I have always thought supermarkets are one of the most revealing public places.

People arrive carrying entire invisible lives.

Today I overhead a middle-aged couple discussing tortilla brands.
“This one has fewer calories,” she said.

A simple statement, but it contained years of shared meals, health concerns, habits, compromises and routines.

Around them were exhausted parents after soccer practice.
Older couples debating soup choices for the pantry.
College students quietly calculating totals in their heads.
Shift workers still in their uniform, making a dinner pitstop.

Grocery carts have become accidental biographies.

Coffee. Ground, pods, instant.
Pasta. Whole wheat, gluten-free, shapes.
Frozen dinners.
Organic or not strawberries.
Ice cream flavors.

A bottle of wine that may have nothing to do with entertaining and everything to do with the kind of day someone is having.

Supermarkets are one of the few remaining places where ordinary life still reveals itself without much performance.
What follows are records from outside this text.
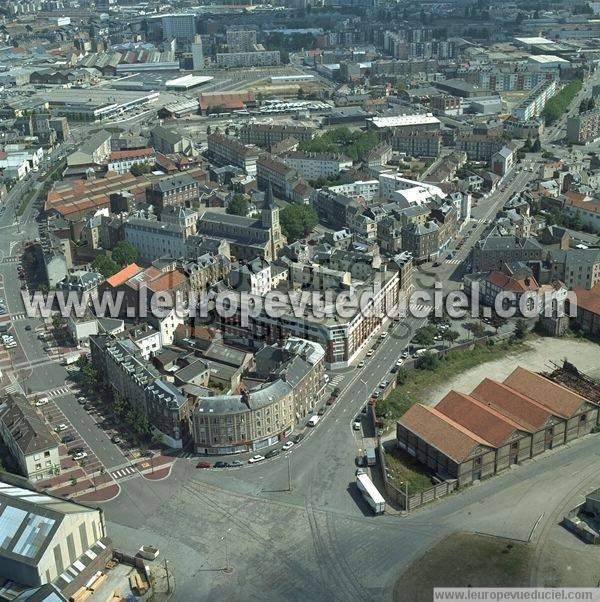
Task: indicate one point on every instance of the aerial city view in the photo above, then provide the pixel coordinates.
(299, 300)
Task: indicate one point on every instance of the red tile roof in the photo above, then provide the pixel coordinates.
(558, 399)
(439, 431)
(125, 274)
(478, 417)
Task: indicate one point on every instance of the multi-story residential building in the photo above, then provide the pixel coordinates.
(492, 252)
(247, 237)
(258, 418)
(122, 161)
(257, 58)
(421, 240)
(336, 210)
(472, 436)
(225, 150)
(180, 216)
(181, 27)
(479, 147)
(266, 135)
(167, 141)
(206, 270)
(417, 144)
(313, 166)
(241, 40)
(533, 104)
(577, 268)
(578, 206)
(181, 189)
(122, 367)
(29, 438)
(253, 277)
(342, 337)
(52, 547)
(584, 128)
(281, 177)
(155, 239)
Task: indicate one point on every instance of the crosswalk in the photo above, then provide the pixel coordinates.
(122, 473)
(420, 307)
(336, 380)
(14, 388)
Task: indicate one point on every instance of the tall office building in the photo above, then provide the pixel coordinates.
(241, 40)
(197, 54)
(181, 27)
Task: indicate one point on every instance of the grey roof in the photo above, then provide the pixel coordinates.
(253, 400)
(29, 520)
(27, 427)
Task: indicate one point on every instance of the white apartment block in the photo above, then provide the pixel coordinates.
(317, 165)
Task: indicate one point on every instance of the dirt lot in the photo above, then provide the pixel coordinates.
(465, 560)
(536, 357)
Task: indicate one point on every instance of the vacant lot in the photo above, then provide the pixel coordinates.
(465, 560)
(404, 468)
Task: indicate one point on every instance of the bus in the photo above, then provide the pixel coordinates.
(370, 493)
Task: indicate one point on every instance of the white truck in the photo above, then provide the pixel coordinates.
(370, 493)
(312, 421)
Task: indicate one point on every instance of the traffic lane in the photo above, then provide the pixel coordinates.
(91, 432)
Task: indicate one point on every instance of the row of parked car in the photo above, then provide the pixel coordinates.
(254, 459)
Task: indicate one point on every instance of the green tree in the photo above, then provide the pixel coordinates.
(425, 336)
(139, 169)
(521, 329)
(497, 321)
(450, 336)
(297, 221)
(105, 265)
(429, 361)
(238, 205)
(124, 253)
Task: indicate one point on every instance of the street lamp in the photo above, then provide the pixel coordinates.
(228, 567)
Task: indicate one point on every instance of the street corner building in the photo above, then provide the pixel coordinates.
(47, 541)
(467, 437)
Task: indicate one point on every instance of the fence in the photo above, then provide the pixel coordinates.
(403, 498)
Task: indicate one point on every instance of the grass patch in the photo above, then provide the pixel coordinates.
(419, 381)
(403, 468)
(465, 560)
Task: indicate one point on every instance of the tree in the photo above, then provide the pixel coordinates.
(425, 336)
(238, 205)
(476, 328)
(450, 336)
(497, 321)
(521, 329)
(124, 253)
(139, 169)
(105, 265)
(297, 221)
(429, 361)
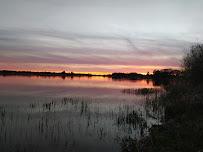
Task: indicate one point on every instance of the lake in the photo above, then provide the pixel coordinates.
(79, 114)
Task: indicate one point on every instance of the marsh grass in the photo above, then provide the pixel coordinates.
(181, 129)
(70, 124)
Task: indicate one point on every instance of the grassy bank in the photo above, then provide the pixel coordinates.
(182, 128)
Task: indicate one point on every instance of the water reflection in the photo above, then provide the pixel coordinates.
(63, 115)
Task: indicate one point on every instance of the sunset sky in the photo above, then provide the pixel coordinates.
(97, 35)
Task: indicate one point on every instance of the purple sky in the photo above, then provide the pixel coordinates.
(97, 36)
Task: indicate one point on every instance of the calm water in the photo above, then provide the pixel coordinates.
(72, 114)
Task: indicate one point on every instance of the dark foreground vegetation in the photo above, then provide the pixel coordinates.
(182, 125)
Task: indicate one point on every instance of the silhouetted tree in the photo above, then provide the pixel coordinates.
(193, 63)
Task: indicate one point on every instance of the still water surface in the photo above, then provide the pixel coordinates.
(72, 114)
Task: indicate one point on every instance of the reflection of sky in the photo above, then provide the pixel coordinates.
(93, 87)
(97, 36)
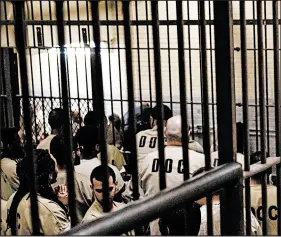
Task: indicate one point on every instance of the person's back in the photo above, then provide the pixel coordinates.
(83, 193)
(53, 219)
(12, 153)
(56, 121)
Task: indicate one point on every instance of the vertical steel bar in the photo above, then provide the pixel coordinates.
(256, 85)
(182, 84)
(20, 36)
(212, 80)
(190, 72)
(131, 97)
(245, 86)
(262, 114)
(66, 107)
(158, 85)
(148, 52)
(110, 73)
(266, 80)
(169, 56)
(232, 221)
(119, 64)
(138, 49)
(277, 91)
(206, 125)
(98, 87)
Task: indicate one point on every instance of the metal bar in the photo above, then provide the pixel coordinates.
(182, 84)
(190, 72)
(119, 65)
(159, 99)
(262, 116)
(33, 99)
(232, 221)
(149, 209)
(277, 91)
(266, 80)
(260, 167)
(148, 54)
(20, 36)
(245, 86)
(110, 74)
(256, 86)
(65, 101)
(169, 57)
(138, 50)
(98, 86)
(130, 85)
(206, 125)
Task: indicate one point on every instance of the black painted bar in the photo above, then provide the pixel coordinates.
(245, 87)
(65, 101)
(20, 35)
(97, 83)
(158, 85)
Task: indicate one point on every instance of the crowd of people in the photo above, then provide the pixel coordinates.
(51, 176)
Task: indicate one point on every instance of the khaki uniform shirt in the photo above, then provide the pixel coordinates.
(256, 206)
(9, 178)
(256, 229)
(118, 136)
(3, 216)
(149, 175)
(86, 167)
(114, 157)
(53, 219)
(96, 211)
(45, 144)
(83, 192)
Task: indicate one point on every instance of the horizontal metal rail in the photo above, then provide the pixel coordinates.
(258, 167)
(146, 210)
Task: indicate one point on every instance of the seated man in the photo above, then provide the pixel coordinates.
(97, 208)
(11, 153)
(53, 211)
(83, 192)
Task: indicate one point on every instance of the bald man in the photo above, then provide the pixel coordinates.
(149, 175)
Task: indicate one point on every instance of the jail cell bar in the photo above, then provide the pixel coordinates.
(226, 104)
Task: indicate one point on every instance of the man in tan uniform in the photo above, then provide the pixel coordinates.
(56, 121)
(96, 210)
(83, 192)
(53, 213)
(256, 199)
(89, 147)
(11, 153)
(114, 156)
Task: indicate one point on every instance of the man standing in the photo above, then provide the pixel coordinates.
(56, 121)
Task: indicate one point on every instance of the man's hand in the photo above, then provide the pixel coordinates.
(62, 194)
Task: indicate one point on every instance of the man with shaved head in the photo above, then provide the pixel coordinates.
(149, 175)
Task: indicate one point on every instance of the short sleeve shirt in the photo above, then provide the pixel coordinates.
(9, 178)
(83, 192)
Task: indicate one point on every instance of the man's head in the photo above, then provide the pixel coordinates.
(173, 131)
(167, 113)
(88, 140)
(97, 178)
(11, 143)
(56, 119)
(59, 151)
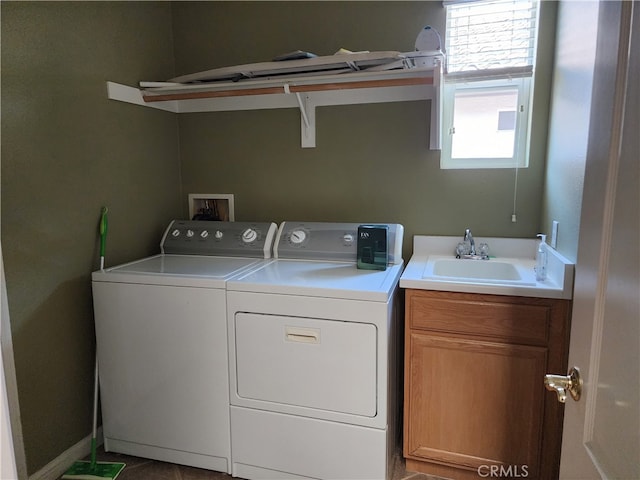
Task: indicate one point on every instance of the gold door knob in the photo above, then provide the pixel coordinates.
(560, 384)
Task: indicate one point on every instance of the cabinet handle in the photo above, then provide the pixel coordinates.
(560, 384)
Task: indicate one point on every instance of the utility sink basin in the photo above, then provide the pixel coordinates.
(478, 269)
(509, 270)
(505, 271)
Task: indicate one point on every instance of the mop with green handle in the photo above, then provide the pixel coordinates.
(94, 470)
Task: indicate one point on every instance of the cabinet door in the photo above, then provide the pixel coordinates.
(474, 403)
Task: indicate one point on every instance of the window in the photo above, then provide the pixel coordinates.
(490, 46)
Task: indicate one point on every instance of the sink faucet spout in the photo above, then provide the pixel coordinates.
(468, 237)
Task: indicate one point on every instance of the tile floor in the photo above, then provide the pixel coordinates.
(145, 469)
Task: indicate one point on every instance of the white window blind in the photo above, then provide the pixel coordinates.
(491, 38)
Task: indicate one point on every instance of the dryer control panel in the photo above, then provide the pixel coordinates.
(235, 239)
(329, 241)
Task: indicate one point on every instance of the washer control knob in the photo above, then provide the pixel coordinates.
(249, 235)
(298, 236)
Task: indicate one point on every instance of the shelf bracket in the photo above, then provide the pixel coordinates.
(307, 119)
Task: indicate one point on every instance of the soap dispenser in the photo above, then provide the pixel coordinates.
(541, 259)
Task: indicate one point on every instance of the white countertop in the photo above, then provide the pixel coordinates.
(519, 252)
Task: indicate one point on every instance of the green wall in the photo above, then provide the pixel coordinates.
(372, 162)
(569, 122)
(66, 151)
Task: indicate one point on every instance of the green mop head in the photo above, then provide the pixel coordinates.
(85, 470)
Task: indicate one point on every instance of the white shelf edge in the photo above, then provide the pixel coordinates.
(305, 102)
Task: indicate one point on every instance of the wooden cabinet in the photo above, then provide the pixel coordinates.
(475, 402)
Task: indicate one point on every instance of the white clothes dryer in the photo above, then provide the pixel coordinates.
(314, 359)
(162, 342)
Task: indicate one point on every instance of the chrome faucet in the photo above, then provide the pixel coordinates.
(469, 238)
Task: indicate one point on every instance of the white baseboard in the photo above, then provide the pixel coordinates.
(56, 467)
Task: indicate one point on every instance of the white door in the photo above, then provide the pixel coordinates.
(602, 430)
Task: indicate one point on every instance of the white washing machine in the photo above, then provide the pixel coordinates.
(314, 359)
(162, 342)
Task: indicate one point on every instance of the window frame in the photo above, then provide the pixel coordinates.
(491, 77)
(522, 134)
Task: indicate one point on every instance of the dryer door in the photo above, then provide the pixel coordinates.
(307, 362)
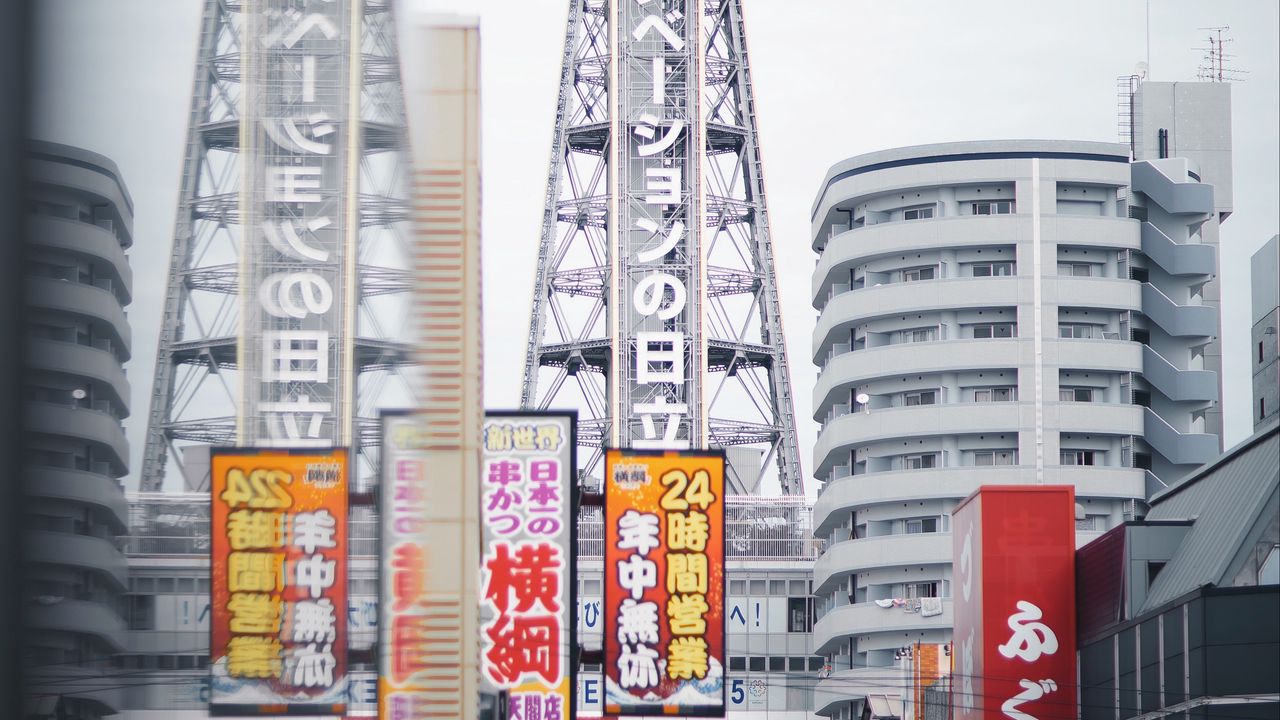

No one is trying to impress anyone while deciding between two brands of pasta sauce.

People are simply making another week of life function comfortably.

Feed a family.
Stretch a budget.
Celebrate an occassion.
Recover from illness.

Hundreds of separate lives move through the same aisles together, each carrying their own worries, routines, celebrations and small comforts.

And it all fits inside a shopping cart.

I find something tender about that. Do you?